New report says ocean farming could play wider role in feeding the world
Liza MayerNews Innovation Sustainability Technology open ocean aquaculture
Feed alternatives key to expanding segment sustainably, say scientists
Farming seafood in the open ocean could contribute significantly to food production given the right policy support and incentives, according to a scientific paper called The Future of Food from the Sea.
Open-ocean aquaculture, also known as mariculture, is underutilized but it could produce six times more food than it does today, “if we make rapid and far-reaching changes in the way we manage ocean-based industries while nurturing the health of its ecosystems,” the paper suggested.
It estimated the projected boost in production from the ocean to being equivalent to roughly 70 percent of the animal protein needed to feed the future global population.
“As the global human population grows and average incomes rise, the demand for ocean-derived food will continue to increase. By some estimates, nearly 500 million metric tons of protein will be required to feed the global population in 2050 — food from the sea has a large potential to meet the majority of this need,” it said.
It says fast tracking the development of feed that do not rely on fishmeal and fish oil is needed to sustainably expand finfish and shrimp mariculture.
It also endorsed the farming of bivalves and seaweeds, which unlike finfish and other species, do not need to be fed; they even clean the water and “may in some cases enhance wild fisheries by creating artificial habitats.”
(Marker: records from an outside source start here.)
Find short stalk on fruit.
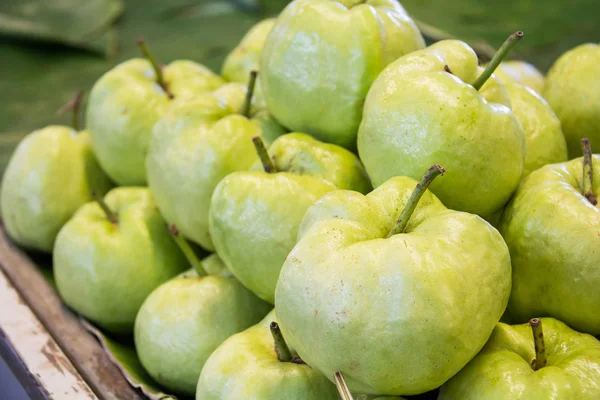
[529,318,547,371]
[581,138,598,206]
[269,321,293,362]
[333,371,354,400]
[388,164,446,237]
[169,224,208,276]
[242,71,258,118]
[137,38,174,99]
[473,31,523,90]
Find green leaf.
[0,0,124,53]
[80,318,185,400]
[0,0,261,171]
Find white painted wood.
[0,270,97,400]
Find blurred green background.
[0,0,600,170]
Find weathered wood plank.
[0,271,98,400]
[0,225,144,400]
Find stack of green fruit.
[1,0,600,400]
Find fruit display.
[542,43,600,158]
[494,61,544,93]
[209,133,371,303]
[358,35,525,217]
[260,0,425,150]
[52,187,187,334]
[0,95,113,253]
[0,0,600,400]
[439,318,600,400]
[500,140,600,335]
[275,166,511,395]
[146,76,284,250]
[86,40,224,186]
[135,230,271,395]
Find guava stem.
[169,224,208,276]
[252,136,277,174]
[91,191,119,224]
[388,164,446,237]
[136,38,173,99]
[581,138,598,206]
[57,90,83,132]
[529,318,547,371]
[333,371,354,400]
[242,71,258,118]
[269,321,293,362]
[473,31,523,90]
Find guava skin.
[86,58,224,186]
[196,312,339,400]
[1,125,113,253]
[209,133,370,303]
[499,155,600,335]
[439,318,600,400]
[505,83,569,177]
[135,255,271,395]
[275,177,511,395]
[146,83,283,251]
[494,60,544,93]
[221,18,275,109]
[358,40,525,218]
[542,43,600,158]
[260,0,425,150]
[53,187,189,334]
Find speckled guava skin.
[542,43,600,158]
[221,18,275,108]
[275,176,511,395]
[260,0,425,149]
[209,133,371,303]
[358,40,525,218]
[135,254,271,395]
[53,187,189,334]
[0,125,113,253]
[86,58,224,186]
[196,312,339,400]
[494,60,544,93]
[499,155,600,335]
[505,83,568,177]
[438,318,600,400]
[146,83,284,251]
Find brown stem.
[388,164,446,237]
[57,90,83,132]
[252,136,277,174]
[333,371,354,400]
[529,318,547,371]
[90,191,119,224]
[581,138,598,206]
[269,321,293,362]
[242,70,258,118]
[136,38,174,99]
[473,31,523,90]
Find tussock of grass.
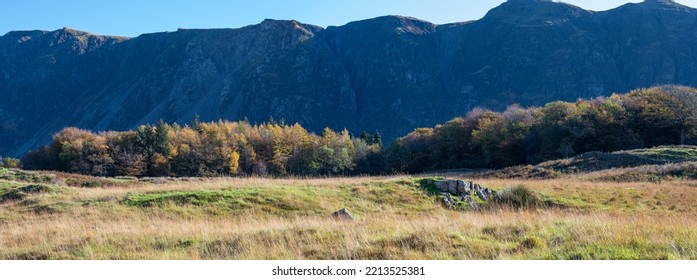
[487,185,545,209]
[0,171,697,259]
[475,146,697,182]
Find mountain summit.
[0,0,697,156]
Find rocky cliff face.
[0,0,697,156]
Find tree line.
[22,86,697,176]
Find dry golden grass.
[0,176,697,259]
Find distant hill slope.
[477,146,697,181]
[0,0,697,156]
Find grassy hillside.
[476,146,697,182]
[0,163,697,259]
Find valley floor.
[0,170,697,259]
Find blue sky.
[0,0,697,36]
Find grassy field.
[0,149,697,259]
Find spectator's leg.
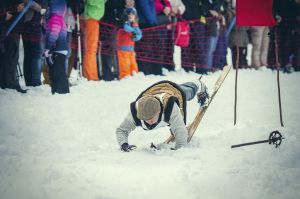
[260,27,270,66]
[83,19,99,80]
[251,26,263,68]
[118,50,130,79]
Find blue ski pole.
[5,0,33,37]
[225,17,236,37]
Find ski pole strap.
[231,131,284,148]
[5,0,33,37]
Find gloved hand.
[121,143,136,152]
[197,85,209,107]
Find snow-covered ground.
[0,68,300,199]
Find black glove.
[197,87,209,107]
[121,143,136,152]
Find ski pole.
[5,0,33,37]
[231,131,284,148]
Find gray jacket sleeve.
[116,111,136,146]
[169,103,188,149]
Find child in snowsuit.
[117,7,142,79]
[44,0,70,94]
[116,80,209,152]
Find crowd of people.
[0,0,300,94]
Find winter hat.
[124,7,137,16]
[137,96,160,121]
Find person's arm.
[133,24,142,41]
[123,21,134,32]
[116,112,136,146]
[170,103,188,149]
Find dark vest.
[130,81,186,130]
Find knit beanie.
[137,96,160,121]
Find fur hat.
[137,96,160,121]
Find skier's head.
[137,96,161,124]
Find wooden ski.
[164,66,231,144]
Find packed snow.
[0,65,300,199]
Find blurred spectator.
[117,7,142,79]
[269,0,300,73]
[0,0,26,93]
[227,0,249,68]
[100,0,125,81]
[250,26,269,69]
[203,0,225,73]
[135,0,162,75]
[83,0,106,81]
[22,0,47,86]
[181,0,208,73]
[152,0,175,72]
[168,0,185,71]
[44,0,70,94]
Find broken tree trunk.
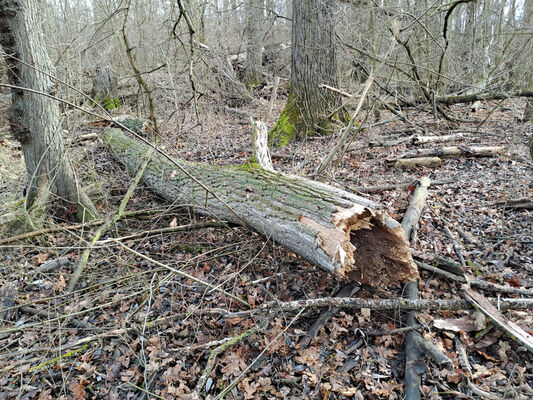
[103,129,418,286]
[392,146,503,161]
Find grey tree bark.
[269,0,340,145]
[0,0,97,221]
[103,129,418,287]
[244,0,264,87]
[523,0,533,120]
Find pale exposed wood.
[103,129,418,286]
[250,117,274,171]
[266,76,280,120]
[402,176,431,239]
[220,297,533,318]
[394,157,442,168]
[370,132,465,147]
[465,289,533,352]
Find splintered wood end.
[300,205,418,287]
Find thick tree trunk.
[244,0,264,87]
[269,0,340,146]
[0,0,96,220]
[103,129,418,286]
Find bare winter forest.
[0,0,533,400]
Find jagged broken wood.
[103,129,418,286]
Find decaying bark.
[402,176,431,239]
[103,129,418,286]
[397,146,504,158]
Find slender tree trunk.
[0,0,96,221]
[244,0,264,87]
[269,0,340,145]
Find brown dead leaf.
[294,346,320,367]
[52,275,67,292]
[72,382,86,400]
[222,353,246,376]
[33,253,50,266]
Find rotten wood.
[404,282,426,400]
[415,260,533,296]
[465,288,533,352]
[349,178,455,193]
[402,176,431,240]
[370,133,465,147]
[103,129,418,286]
[298,282,360,349]
[250,117,274,171]
[390,145,504,162]
[393,157,442,168]
[218,297,533,318]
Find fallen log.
[102,129,418,286]
[370,133,465,147]
[392,157,442,168]
[391,146,504,161]
[435,89,533,105]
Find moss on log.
[103,129,418,286]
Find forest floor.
[0,90,533,400]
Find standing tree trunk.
[269,0,340,146]
[0,0,97,221]
[244,0,264,88]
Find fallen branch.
[393,157,442,168]
[298,282,360,349]
[370,133,464,147]
[194,323,265,398]
[435,89,533,105]
[404,282,426,400]
[489,198,533,210]
[0,210,168,246]
[222,297,533,318]
[96,221,228,245]
[349,178,455,193]
[415,260,533,296]
[465,289,533,353]
[103,129,418,286]
[67,148,154,293]
[389,146,504,162]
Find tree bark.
[244,0,264,87]
[103,129,418,286]
[0,0,97,221]
[269,0,342,146]
[391,146,503,161]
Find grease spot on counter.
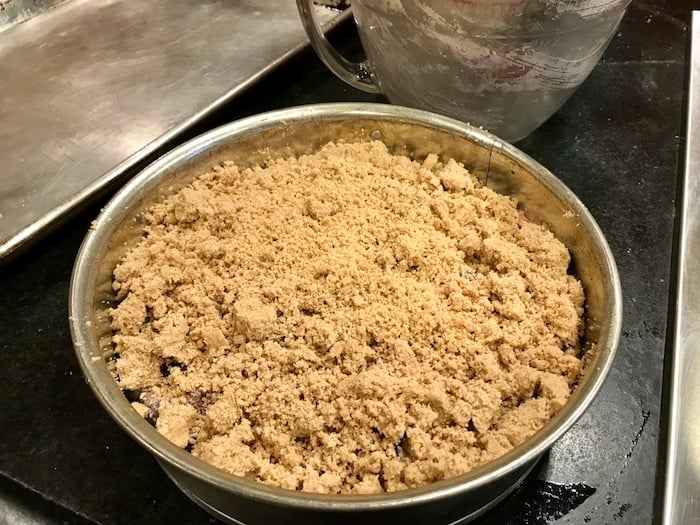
[613,503,632,521]
[486,480,596,525]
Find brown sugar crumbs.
[112,142,584,493]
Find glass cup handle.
[297,0,381,93]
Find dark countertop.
[0,0,688,525]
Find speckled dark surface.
[0,0,688,525]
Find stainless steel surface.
[297,0,382,93]
[69,104,622,524]
[0,0,348,260]
[663,11,700,525]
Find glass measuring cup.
[297,0,630,142]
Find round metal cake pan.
[70,103,622,525]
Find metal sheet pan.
[662,11,700,525]
[0,0,348,263]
World leaders should improve ocean governance, carefully considering the “scientifically informed pros and cons” associated with different policy options and how these may affect stakeholders. It also stressed that actions and reform within the fisheries and aquaculture sector are vital.
The Future of Food from the Sea is authored by a group of scientists in support of the coalition of 14 world leaders committed to support the UN’s Sustainable Development Goals. The coalition, which calls itself the High Level Panel Advisory Network, has as its members Australia, Canada, Chile, Fiji, Ghana, Indonesia, Jamaica, Japan, Kenya, Mexico, Namibia, Norway, Palau and Portugal.